I think the different sides of this conversation are a good example of the division on Edutwitter between those who see school primarily as an exam factory& those who see it as a more holistic environment... https://twitter.com/grahamchatterl2/status/1286574325877940226
I think it’s time to be very honest about this. There are two questions it seems to me: the one of curriculum where we ask the question of whether we want every subject to be taught as series of facts to which children have to memorise ‘the answers’...
I would argue that in the arts& humanities this is problematic. The other question is, do we want an attitude that children should be conditioned to unquestioningly obey adults by being harshly punished until they do. This is maybe the more complex question..
In the 1950s, this was the way schools worked. They were in general orderly places. But if children were being abused in any way, they just had to deal with it, no one would listen to them. If that abuser was a teacher, they generally got away with it...
The other point is that while in the 1950s schools were pretty grey places, outside school hours children engaged with each other in independent play in streets, wooded areas etc around where they lived. This doesn’t happen anymore.
So the evidence suggests that modern children’s lives are actually far more constricted by the exam factory school than 1950s children, an issue that is seldom recognised. I think because ‘school’ has filled the frame...
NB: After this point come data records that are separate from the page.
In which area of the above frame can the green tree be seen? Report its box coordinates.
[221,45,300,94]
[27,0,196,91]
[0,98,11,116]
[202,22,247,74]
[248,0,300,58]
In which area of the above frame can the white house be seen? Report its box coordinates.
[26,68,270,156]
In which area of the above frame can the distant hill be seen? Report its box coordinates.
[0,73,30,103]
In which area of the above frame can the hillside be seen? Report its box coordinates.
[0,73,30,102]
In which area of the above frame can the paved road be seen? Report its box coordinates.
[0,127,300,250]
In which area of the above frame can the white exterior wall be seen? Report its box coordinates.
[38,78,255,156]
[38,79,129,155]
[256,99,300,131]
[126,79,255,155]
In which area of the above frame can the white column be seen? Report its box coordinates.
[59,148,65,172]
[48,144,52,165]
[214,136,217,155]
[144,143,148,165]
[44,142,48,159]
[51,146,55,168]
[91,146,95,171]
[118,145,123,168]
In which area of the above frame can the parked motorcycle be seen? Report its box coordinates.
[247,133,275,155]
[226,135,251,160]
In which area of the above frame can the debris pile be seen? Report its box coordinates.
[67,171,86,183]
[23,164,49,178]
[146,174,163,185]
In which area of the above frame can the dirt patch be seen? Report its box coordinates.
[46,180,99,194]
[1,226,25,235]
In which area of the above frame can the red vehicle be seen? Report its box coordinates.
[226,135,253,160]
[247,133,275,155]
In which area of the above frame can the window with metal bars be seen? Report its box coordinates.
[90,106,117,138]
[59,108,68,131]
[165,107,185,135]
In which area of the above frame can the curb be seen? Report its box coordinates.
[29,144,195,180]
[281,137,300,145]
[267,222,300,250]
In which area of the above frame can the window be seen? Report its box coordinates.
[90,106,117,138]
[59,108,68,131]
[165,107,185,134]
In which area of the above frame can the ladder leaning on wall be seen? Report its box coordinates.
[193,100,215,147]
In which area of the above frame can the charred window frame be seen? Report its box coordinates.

I think instead we need to discuss ‘childhood’ and what part ‘school’ plays in this, remembering that except for the highly privileged, 300 years ago, the answer to this would be ‘none’. This won’t work today because all children do need schooling...
...to exist in a post industrial, technological society. The question is, what part schools schooling play, what do we want them to learn for a future in which they will need a highly fluid, problem solving approach (& play at all ages helps with this)...
...because it is an arena in which they have to think ‘in the moment’, to stay in the game, to make original responses to other people in a fast-changing situation, to learn to decipher primate signalling like facial expression and ‘body language’...
Having thought about this, we then go back to considering services for children and families for the 21st century, with school- and teachers-as an important piece of a much larger jigsaw.